The law governing the appointment and powers of Guardians ad Litem is not contained in the chapter governing guardianships. N.R.S. 159.033. A Guardian ad Litem is the proper representative of a minor or incompetent person. N.R.C.P. 17(c ). The Guardian ad Litem must be appointed by the court. Bourne v. Walker, 74 Nev. 230,327 P.2d 344 (1958). The procedure for application is set forth in N.R.S. 12.050. If the minor is under the age of 14, the proposed Guardian ad Litem applies. If the minor plaintiff is age 14 or older, then the minor submits the application to the court. If the minor is age 14 or older and a defendant, the application must be made by the minor with 10 days after service of the summons. Otherwise, a minor defendant may have a relative or friend of the infant or any other party to the action apply to have the Guardian ad Litem appointed. Id.
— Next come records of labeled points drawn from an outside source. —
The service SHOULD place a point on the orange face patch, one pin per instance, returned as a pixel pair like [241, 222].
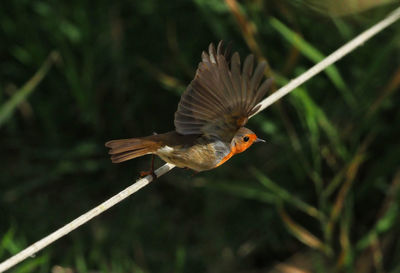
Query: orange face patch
[244, 143]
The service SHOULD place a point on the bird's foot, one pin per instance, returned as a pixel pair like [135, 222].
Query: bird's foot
[151, 172]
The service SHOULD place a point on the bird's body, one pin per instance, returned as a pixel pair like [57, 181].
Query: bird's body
[210, 116]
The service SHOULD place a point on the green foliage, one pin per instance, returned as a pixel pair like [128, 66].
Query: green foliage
[322, 195]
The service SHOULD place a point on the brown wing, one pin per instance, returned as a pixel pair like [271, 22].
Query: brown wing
[220, 99]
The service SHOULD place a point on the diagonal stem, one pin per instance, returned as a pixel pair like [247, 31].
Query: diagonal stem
[335, 56]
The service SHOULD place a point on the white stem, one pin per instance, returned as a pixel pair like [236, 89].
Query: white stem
[334, 57]
[344, 50]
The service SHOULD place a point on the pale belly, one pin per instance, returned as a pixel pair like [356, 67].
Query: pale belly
[199, 157]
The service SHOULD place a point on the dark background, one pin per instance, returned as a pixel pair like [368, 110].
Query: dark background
[320, 196]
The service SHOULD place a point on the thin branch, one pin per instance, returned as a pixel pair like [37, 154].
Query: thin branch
[335, 56]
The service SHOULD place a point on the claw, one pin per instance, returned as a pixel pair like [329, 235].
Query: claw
[151, 172]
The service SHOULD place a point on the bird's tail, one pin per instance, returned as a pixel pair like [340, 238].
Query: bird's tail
[125, 149]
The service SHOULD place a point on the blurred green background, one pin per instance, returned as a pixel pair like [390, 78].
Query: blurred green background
[322, 195]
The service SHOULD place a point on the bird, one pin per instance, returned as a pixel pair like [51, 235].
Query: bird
[209, 122]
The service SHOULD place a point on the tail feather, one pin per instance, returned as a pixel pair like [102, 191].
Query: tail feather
[125, 149]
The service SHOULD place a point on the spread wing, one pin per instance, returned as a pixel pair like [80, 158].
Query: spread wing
[220, 98]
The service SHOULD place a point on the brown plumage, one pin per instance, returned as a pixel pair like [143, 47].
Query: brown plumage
[210, 117]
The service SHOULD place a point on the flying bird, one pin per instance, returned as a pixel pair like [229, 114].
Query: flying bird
[212, 112]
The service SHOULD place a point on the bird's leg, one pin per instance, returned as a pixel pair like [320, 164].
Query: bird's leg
[142, 174]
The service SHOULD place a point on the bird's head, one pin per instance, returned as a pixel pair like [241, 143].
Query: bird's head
[243, 139]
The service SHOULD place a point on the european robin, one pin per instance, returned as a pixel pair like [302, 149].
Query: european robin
[210, 117]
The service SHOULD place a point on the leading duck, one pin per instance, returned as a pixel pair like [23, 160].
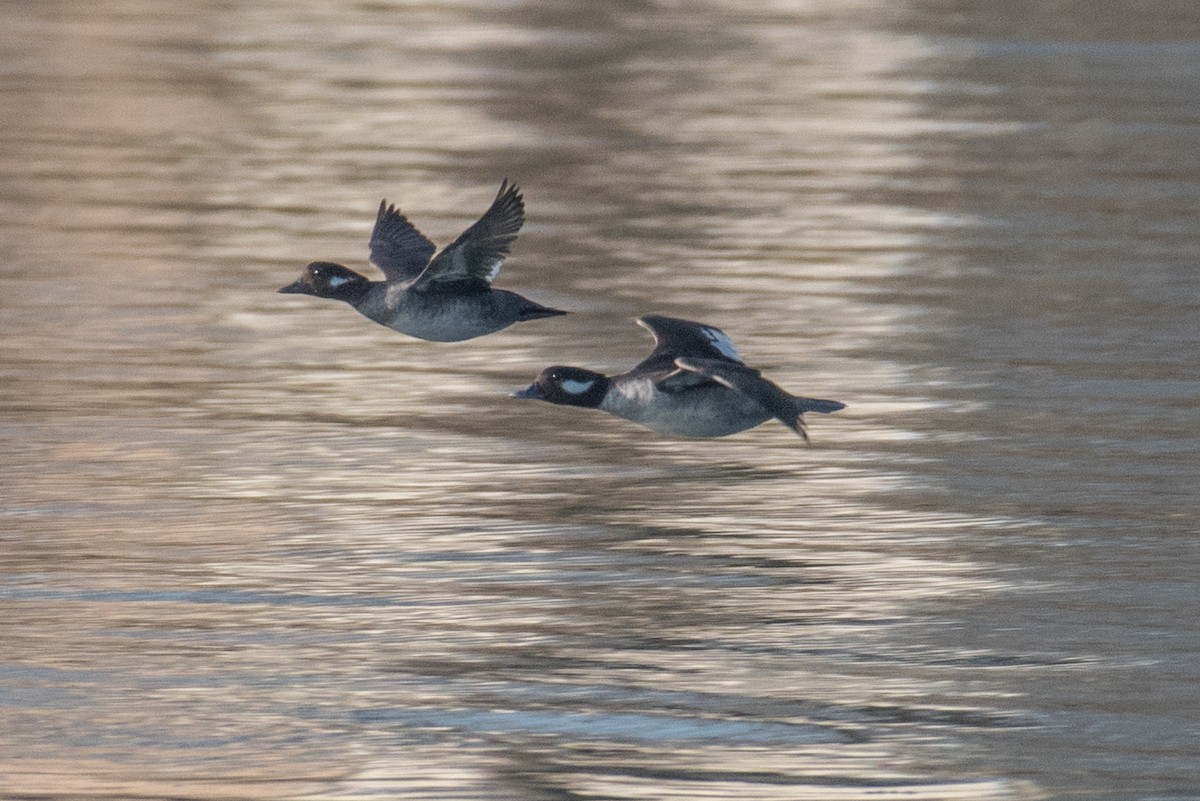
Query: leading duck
[694, 384]
[444, 297]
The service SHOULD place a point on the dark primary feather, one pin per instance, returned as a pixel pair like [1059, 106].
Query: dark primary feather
[479, 252]
[397, 248]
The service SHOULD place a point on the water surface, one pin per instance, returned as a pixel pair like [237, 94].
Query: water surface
[258, 547]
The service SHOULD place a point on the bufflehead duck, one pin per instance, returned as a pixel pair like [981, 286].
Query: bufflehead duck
[444, 297]
[694, 384]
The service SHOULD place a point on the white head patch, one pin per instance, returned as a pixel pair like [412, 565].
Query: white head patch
[721, 342]
[576, 387]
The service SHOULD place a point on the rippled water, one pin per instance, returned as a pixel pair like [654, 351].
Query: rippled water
[258, 547]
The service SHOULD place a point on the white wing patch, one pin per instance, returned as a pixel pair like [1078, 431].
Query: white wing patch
[576, 387]
[493, 270]
[721, 342]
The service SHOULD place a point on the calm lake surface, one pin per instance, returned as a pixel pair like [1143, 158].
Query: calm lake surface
[257, 547]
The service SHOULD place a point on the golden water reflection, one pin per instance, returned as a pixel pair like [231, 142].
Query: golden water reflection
[256, 547]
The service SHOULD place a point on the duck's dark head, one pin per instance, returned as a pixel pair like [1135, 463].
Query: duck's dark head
[569, 386]
[329, 279]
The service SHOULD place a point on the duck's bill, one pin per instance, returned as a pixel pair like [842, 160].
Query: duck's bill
[532, 392]
[295, 288]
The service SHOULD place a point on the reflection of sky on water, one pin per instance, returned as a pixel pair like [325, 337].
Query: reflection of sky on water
[263, 548]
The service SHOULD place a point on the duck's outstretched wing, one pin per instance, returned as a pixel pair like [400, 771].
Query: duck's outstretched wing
[750, 383]
[397, 248]
[477, 256]
[675, 338]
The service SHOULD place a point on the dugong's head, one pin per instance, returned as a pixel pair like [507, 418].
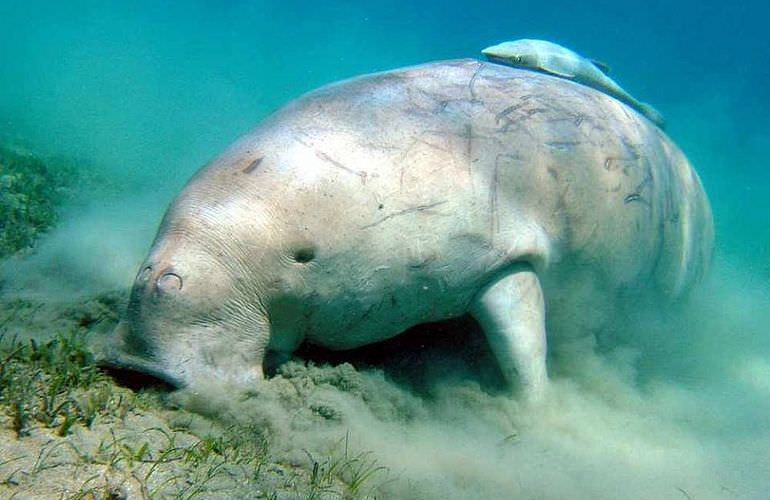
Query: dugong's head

There is no requirement that an insane or incompetent person apply for the appointment of a Guardian ad Litem; that application is made by a relative, friend or the ward or by a relative or friend of any other party to the action. Id.

Because the Guardian ad Litem is not governed by the general guardianship statute, there is no requirement that the Guardian ad Litem perform any of the duties of a guardian such as annual accountings to the court or compilation of an inventory. In any event, where a Guardian ad Litem or Special Administrator has been appointed, care should be taken in the selection of a competent, communicative individual who can handle the stress of litigation. At the end of the litigation, the Guardian ad Litem or Special Administrator should be discharged. This is particularly important for a Special Administrator who must file a report to the court regarding the status of the estate. N.R.S. 140.080. This is an aspect of litigation that is often forgotten in the rush to celebrate the victory or get past the defeat.

The Guardian ad Litem and Special Administrator are useful tools for successful personal injury and wrongful death litigation. They are available to all practitioners and, as shown above, probate experience is not required.

1 Letters Testamentary are used where there is a Last Will and Testament; Letters of Administration are used where the person dies intestate.
2 This is the practice in Clark County.
3 A Special Administrator may be required to perform accountings on an annual basis. N.R.S. 140.080.